Clean: building on that, each frame is redrawn with precise, uniform line art that locks in line weight, detail and volume consistency for the sequence.
Colors: flat base colors (“flats”) are applied to each area, then shadows, highlights and sheen are added. Color‑keys define the lighting mood, ensuring consistency across shots.
Background: environments are painted (often digitally) using a specific palette, giving depth, scale and atmosphere as the animation’s stage.
Compositing: the last stage merges animation, colors, shadows and background. Light effects, particles, motion blur, possible camera moves and color grading are added. The compositor balances each layer to deliver the finished shot, ready for editing.








Characters
During development, Valérie Juillard created highly realistic designs—but warned me: the more faithful to realism the lines, the more costly and difficult the movement. Initially carried away by early tests, I ignored this advice… until I realized the lush characters made even simple actions laborious. That realization triggered a new graphic search: find cleaner silhouettes capable of free movement without losing clarity.

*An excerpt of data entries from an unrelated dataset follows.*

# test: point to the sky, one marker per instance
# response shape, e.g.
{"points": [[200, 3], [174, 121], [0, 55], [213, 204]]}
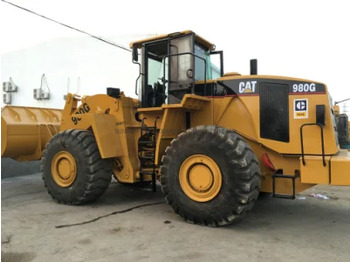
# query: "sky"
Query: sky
{"points": [[304, 39]]}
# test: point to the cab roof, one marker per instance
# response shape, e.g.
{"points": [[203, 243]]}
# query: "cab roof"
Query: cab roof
{"points": [[198, 39]]}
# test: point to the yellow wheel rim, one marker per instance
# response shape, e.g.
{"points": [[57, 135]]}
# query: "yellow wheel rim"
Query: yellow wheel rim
{"points": [[63, 169], [200, 178]]}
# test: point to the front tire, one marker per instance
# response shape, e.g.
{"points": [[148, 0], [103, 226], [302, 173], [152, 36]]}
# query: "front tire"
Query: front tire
{"points": [[210, 176], [72, 168]]}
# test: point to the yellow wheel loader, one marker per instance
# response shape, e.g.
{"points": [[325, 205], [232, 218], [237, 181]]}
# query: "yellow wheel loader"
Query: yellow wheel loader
{"points": [[213, 139]]}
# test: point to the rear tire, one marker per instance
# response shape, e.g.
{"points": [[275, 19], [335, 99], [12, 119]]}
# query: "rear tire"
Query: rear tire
{"points": [[190, 178], [72, 168]]}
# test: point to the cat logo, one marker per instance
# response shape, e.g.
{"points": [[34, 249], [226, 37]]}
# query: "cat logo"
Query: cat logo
{"points": [[247, 87], [300, 108]]}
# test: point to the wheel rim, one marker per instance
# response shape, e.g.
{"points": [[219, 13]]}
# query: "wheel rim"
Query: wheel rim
{"points": [[200, 178], [63, 169]]}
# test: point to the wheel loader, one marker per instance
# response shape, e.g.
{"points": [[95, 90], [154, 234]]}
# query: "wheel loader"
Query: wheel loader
{"points": [[214, 140]]}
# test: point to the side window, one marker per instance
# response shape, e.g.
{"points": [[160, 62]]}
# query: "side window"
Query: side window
{"points": [[156, 74]]}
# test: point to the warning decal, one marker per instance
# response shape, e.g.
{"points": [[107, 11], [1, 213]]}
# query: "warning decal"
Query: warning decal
{"points": [[301, 108]]}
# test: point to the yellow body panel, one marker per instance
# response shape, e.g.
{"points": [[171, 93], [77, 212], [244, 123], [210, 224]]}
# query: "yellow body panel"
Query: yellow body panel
{"points": [[199, 39]]}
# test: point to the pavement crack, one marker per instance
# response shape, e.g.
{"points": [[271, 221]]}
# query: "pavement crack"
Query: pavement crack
{"points": [[23, 194], [110, 214]]}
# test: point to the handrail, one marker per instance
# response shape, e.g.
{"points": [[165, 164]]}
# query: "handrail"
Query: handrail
{"points": [[302, 142]]}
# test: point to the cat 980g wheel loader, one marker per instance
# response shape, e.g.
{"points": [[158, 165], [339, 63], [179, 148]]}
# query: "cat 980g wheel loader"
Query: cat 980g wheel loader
{"points": [[214, 139]]}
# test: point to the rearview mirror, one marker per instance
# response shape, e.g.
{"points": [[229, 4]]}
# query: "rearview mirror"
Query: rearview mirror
{"points": [[135, 54]]}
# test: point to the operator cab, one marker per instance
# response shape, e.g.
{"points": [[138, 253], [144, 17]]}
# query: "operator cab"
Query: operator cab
{"points": [[174, 65]]}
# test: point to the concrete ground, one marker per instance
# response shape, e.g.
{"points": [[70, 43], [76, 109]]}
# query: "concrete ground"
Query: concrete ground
{"points": [[119, 228]]}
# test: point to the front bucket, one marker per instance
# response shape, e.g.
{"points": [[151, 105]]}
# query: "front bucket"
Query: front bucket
{"points": [[26, 130]]}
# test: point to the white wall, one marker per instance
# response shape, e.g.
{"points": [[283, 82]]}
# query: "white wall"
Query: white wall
{"points": [[98, 65]]}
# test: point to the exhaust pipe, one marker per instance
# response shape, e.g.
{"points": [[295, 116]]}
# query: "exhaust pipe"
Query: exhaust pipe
{"points": [[253, 66]]}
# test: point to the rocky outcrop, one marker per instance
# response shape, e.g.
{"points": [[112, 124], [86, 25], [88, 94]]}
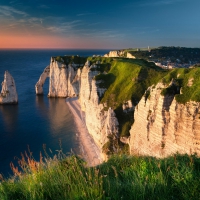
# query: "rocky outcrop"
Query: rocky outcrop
{"points": [[40, 83], [163, 126], [8, 92], [100, 123], [64, 80]]}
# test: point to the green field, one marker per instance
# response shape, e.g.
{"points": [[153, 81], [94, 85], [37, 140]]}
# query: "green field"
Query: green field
{"points": [[121, 177]]}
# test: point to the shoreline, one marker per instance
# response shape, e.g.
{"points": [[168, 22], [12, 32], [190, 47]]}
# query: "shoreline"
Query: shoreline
{"points": [[89, 150]]}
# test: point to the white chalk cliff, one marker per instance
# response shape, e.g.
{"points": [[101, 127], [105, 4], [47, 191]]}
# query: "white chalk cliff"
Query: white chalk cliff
{"points": [[8, 92], [100, 123], [68, 81], [163, 126], [63, 80], [40, 83]]}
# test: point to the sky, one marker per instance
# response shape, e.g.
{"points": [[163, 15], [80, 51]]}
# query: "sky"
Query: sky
{"points": [[99, 24]]}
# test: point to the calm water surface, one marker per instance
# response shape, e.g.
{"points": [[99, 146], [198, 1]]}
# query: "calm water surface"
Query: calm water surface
{"points": [[37, 120]]}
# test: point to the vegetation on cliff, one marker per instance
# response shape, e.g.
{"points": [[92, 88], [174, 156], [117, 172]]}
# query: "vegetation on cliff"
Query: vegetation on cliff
{"points": [[126, 79], [121, 177], [183, 54]]}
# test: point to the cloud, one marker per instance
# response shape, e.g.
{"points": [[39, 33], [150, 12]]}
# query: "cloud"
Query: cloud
{"points": [[10, 11], [83, 14], [43, 6], [160, 3]]}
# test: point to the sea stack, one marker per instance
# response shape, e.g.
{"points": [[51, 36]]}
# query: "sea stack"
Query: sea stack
{"points": [[40, 83], [8, 92]]}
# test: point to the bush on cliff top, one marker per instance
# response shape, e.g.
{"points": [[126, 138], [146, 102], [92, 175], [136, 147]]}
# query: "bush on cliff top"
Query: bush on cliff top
{"points": [[121, 177], [127, 79]]}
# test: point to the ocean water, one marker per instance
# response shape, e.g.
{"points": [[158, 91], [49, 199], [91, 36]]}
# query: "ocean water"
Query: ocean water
{"points": [[37, 122]]}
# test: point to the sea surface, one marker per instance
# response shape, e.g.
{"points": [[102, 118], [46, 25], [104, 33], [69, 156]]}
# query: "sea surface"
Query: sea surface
{"points": [[37, 122]]}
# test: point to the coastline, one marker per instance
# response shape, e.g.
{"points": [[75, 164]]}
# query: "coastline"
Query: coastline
{"points": [[90, 151]]}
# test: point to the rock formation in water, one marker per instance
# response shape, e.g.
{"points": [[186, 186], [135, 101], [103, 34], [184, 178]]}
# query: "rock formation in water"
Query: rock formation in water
{"points": [[163, 126], [40, 83], [63, 79], [8, 92]]}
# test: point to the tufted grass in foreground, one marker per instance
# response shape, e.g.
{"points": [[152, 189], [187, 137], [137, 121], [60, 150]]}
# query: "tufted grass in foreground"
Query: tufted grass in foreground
{"points": [[122, 177]]}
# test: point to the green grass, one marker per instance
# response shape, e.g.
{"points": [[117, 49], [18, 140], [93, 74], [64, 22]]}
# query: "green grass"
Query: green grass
{"points": [[121, 177], [126, 79], [71, 59]]}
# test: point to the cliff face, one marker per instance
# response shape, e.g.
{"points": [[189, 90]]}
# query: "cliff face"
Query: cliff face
{"points": [[8, 92], [163, 126], [100, 123], [70, 81]]}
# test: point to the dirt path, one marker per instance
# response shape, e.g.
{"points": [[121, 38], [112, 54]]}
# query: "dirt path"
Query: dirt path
{"points": [[90, 150]]}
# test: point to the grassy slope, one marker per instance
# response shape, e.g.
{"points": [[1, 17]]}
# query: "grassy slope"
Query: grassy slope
{"points": [[122, 177], [126, 79]]}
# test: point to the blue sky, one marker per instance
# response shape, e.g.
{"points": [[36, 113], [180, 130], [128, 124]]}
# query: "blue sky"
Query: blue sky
{"points": [[111, 24]]}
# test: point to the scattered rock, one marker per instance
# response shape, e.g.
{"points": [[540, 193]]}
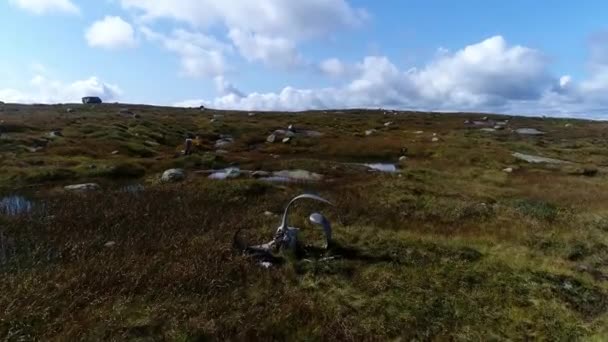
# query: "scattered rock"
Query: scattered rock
{"points": [[55, 134], [300, 175], [224, 140], [173, 175], [151, 143], [538, 159], [229, 173], [82, 187], [260, 174], [271, 138], [529, 131]]}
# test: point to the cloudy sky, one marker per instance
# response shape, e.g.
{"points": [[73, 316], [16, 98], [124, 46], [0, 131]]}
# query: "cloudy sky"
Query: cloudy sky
{"points": [[517, 56]]}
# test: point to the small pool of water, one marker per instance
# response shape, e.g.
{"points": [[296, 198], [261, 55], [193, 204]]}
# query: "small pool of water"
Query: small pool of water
{"points": [[15, 205], [382, 167]]}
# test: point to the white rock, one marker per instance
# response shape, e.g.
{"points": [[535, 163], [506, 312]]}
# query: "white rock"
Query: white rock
{"points": [[173, 175], [82, 187]]}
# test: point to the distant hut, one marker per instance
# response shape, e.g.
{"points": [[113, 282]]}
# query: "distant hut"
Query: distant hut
{"points": [[91, 100]]}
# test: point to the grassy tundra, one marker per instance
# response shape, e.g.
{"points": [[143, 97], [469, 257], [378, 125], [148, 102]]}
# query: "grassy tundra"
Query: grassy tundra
{"points": [[464, 242]]}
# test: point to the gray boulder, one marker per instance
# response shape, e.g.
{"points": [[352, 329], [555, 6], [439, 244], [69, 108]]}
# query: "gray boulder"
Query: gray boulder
{"points": [[173, 175], [82, 187]]}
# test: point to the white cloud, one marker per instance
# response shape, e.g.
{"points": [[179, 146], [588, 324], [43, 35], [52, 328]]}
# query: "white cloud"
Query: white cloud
{"points": [[282, 18], [333, 67], [272, 51], [200, 55], [490, 75], [46, 6], [110, 33], [43, 90]]}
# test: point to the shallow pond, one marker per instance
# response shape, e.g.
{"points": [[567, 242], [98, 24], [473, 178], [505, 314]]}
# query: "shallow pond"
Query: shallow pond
{"points": [[382, 167], [14, 205]]}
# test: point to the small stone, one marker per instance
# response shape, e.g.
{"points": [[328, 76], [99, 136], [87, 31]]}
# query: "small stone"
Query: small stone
{"points": [[173, 175], [82, 187], [260, 174]]}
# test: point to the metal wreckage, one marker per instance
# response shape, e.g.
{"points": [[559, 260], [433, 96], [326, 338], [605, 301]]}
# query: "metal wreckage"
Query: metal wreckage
{"points": [[286, 237]]}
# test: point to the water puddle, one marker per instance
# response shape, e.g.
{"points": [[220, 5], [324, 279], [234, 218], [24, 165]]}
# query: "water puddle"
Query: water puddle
{"points": [[382, 167], [15, 205]]}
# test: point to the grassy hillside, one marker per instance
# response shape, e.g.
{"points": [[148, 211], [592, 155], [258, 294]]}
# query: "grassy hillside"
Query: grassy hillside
{"points": [[463, 242]]}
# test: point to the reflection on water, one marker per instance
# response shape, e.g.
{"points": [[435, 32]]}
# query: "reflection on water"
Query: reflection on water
{"points": [[15, 205], [382, 167]]}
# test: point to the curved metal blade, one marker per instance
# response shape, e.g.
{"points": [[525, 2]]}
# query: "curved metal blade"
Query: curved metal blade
{"points": [[304, 196]]}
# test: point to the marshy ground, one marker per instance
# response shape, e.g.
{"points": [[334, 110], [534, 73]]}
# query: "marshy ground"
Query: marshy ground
{"points": [[472, 238]]}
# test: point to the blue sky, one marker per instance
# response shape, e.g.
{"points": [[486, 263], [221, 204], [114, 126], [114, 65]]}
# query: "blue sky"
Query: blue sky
{"points": [[521, 57]]}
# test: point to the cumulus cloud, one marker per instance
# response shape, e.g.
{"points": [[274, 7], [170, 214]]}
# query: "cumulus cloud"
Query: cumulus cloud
{"points": [[273, 51], [333, 67], [46, 6], [489, 75], [44, 90], [266, 31], [283, 18], [110, 33], [201, 55]]}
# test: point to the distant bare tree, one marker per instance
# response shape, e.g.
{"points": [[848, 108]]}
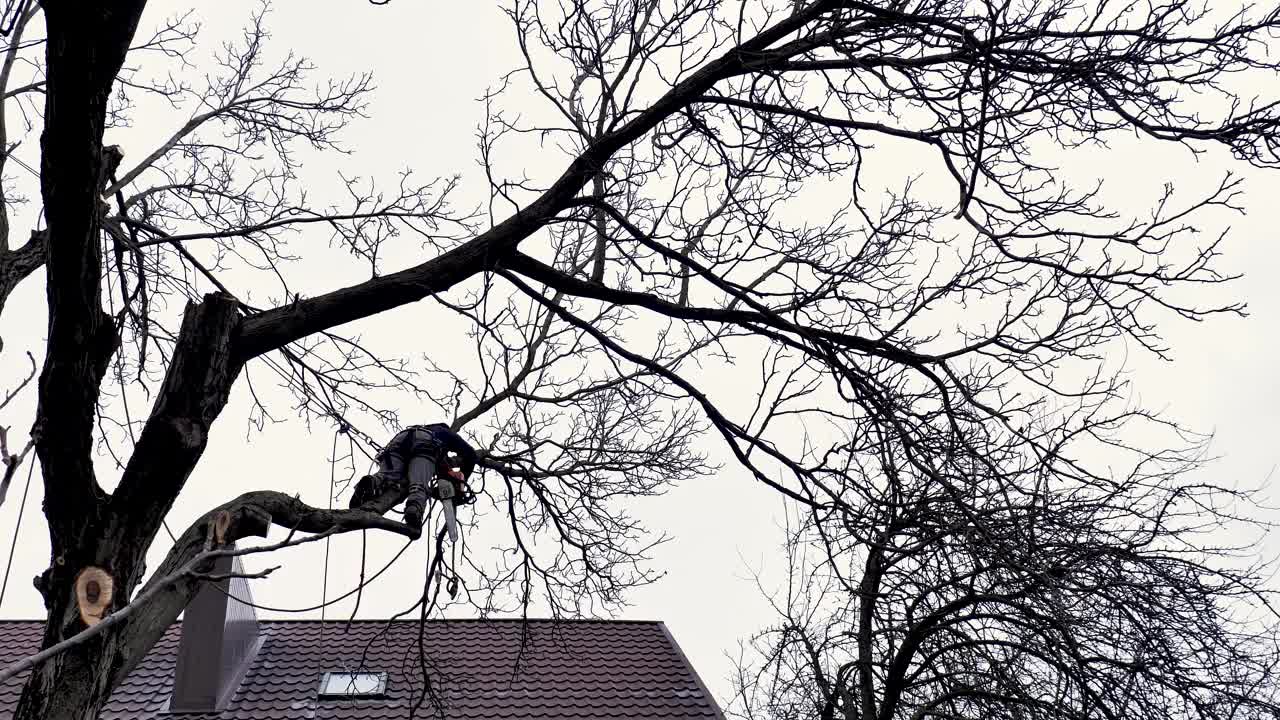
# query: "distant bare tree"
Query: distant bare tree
{"points": [[920, 351], [1038, 592]]}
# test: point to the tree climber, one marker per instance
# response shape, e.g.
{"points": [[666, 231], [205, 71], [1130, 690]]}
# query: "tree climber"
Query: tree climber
{"points": [[407, 466]]}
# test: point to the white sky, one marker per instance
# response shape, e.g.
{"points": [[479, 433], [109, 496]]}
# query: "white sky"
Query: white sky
{"points": [[430, 63]]}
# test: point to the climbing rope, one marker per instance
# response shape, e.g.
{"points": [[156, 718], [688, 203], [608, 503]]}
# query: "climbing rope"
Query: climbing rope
{"points": [[17, 528]]}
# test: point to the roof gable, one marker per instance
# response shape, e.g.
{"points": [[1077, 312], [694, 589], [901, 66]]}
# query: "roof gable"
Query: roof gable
{"points": [[478, 669]]}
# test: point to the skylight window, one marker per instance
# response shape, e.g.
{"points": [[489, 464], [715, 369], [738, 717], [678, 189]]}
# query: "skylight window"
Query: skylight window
{"points": [[352, 684]]}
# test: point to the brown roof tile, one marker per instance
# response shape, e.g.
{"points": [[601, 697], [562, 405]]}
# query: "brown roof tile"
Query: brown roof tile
{"points": [[478, 669]]}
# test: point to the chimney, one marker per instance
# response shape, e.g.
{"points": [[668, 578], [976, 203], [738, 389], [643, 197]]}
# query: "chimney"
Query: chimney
{"points": [[219, 642]]}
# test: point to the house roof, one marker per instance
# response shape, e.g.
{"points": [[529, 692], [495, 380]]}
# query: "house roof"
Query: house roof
{"points": [[479, 670]]}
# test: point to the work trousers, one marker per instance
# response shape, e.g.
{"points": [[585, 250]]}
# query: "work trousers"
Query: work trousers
{"points": [[411, 455]]}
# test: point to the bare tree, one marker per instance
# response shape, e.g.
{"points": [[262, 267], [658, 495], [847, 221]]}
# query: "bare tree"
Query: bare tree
{"points": [[949, 335], [1023, 593]]}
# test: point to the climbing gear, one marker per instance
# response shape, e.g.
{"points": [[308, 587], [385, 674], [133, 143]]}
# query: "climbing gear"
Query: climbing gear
{"points": [[423, 463]]}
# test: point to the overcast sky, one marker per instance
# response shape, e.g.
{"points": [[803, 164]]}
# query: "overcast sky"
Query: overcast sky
{"points": [[432, 62]]}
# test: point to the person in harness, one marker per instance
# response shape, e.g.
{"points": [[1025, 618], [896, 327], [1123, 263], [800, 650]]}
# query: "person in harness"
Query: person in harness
{"points": [[421, 463]]}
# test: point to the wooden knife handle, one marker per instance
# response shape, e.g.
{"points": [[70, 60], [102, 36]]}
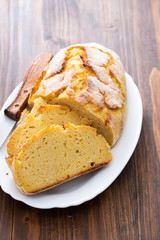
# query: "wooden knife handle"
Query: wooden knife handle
{"points": [[35, 71]]}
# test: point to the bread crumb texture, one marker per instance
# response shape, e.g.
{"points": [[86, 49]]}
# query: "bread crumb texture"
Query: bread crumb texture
{"points": [[57, 154]]}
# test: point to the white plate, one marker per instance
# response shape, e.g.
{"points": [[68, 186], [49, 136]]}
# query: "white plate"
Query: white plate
{"points": [[89, 185]]}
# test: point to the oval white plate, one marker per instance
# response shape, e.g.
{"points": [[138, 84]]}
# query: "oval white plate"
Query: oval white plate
{"points": [[89, 185]]}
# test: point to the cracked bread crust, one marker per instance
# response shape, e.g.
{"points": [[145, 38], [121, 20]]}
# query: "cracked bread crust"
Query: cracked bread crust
{"points": [[91, 81]]}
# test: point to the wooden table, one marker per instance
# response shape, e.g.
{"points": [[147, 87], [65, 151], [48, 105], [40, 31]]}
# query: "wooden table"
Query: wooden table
{"points": [[130, 207]]}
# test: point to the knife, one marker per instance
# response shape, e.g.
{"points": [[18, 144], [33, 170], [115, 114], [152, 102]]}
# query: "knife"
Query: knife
{"points": [[10, 115]]}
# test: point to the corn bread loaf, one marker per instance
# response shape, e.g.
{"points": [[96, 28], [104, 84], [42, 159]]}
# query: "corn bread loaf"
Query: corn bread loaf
{"points": [[41, 116], [91, 80], [56, 154]]}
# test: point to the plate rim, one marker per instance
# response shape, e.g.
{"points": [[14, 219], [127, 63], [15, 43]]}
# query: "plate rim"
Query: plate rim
{"points": [[104, 186]]}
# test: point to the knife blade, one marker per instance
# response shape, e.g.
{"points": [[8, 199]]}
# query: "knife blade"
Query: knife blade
{"points": [[10, 115]]}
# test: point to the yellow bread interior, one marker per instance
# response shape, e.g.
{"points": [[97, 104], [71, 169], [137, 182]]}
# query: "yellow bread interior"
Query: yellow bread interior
{"points": [[56, 154], [41, 116]]}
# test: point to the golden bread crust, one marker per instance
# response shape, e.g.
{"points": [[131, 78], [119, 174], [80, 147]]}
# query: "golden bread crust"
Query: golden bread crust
{"points": [[92, 81]]}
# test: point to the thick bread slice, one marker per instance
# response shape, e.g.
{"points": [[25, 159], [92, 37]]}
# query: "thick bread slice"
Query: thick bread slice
{"points": [[41, 116], [88, 78], [56, 154]]}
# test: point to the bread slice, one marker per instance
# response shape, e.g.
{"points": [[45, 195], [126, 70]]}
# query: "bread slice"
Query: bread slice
{"points": [[88, 78], [56, 154], [41, 116]]}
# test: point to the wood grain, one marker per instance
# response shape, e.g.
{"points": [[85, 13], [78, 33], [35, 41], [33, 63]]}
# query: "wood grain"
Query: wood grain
{"points": [[130, 207]]}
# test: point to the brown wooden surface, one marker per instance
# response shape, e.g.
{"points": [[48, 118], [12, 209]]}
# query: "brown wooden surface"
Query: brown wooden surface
{"points": [[130, 207]]}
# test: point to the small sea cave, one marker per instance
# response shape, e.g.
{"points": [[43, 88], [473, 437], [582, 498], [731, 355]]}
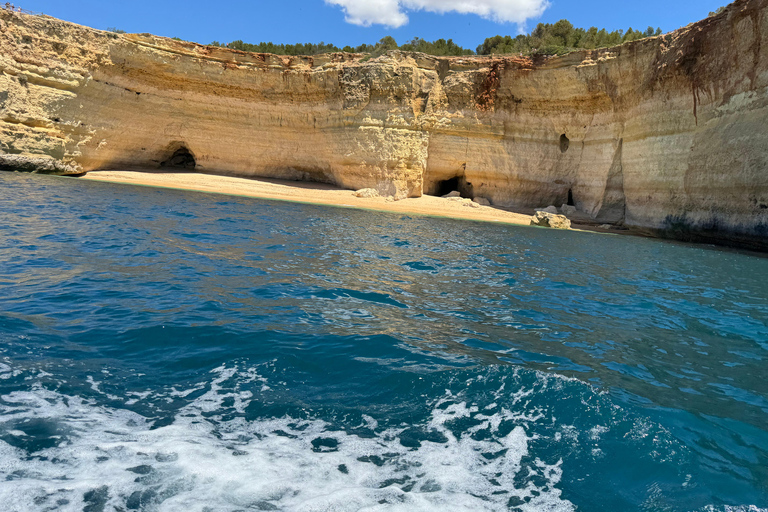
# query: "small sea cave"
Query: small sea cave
{"points": [[182, 158], [446, 186]]}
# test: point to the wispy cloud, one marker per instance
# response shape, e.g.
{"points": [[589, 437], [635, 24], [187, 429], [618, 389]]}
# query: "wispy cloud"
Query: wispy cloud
{"points": [[393, 13]]}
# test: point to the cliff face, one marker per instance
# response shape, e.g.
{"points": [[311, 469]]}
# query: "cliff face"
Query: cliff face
{"points": [[668, 133]]}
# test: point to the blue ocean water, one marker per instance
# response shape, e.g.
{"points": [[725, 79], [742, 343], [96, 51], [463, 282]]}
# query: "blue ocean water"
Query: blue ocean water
{"points": [[173, 351]]}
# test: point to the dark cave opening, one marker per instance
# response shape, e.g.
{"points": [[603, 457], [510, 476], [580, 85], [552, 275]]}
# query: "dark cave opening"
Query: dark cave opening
{"points": [[180, 159], [447, 186]]}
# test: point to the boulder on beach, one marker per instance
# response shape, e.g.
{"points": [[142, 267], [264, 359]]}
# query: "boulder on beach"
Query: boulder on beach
{"points": [[550, 220]]}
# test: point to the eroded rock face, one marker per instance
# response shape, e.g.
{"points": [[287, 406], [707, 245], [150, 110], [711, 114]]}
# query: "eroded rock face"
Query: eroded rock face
{"points": [[668, 133]]}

A decisive sketch emerged: a face immediately recognizable thanks to its oversized nose—a feature meant to provoke curiosity and discomfort. I wanted the audience to ask, “Why such a nose?”—the answer revealed at the climax, when we learn the Winemaker’s responsibility for the plague’s spread. His profile already evokes the plague‑doctor mask; he carries in advance the mark of the Death he will release. By silhouette alone, the character becomes a living allegory, foreshadowing the tragedy.
To spice the story, I added the Father: absent in the original tale, he becomes a first antagonist—mischievous and extravagant, a nod to the Château des Ombres. His grotesque humor contrasts sharply with the ensuing tragedy. The twisted vineyard vines guided my design: I wanted the gnarled stalks reflected in the Winemaker’s twisted hair—but I abandoned that idea for Mathilde to preserve the natural elegance of her hair in the wind. Rather than age them through bitterness or drunkenness, I chose a gentler evolution: their love ultimately frees Death. My inspirations spread between Paul Grimault’s poetry, Hayao Miyazaki’s world, and the sheer delight of unexpected TV‑reference Easter eggs.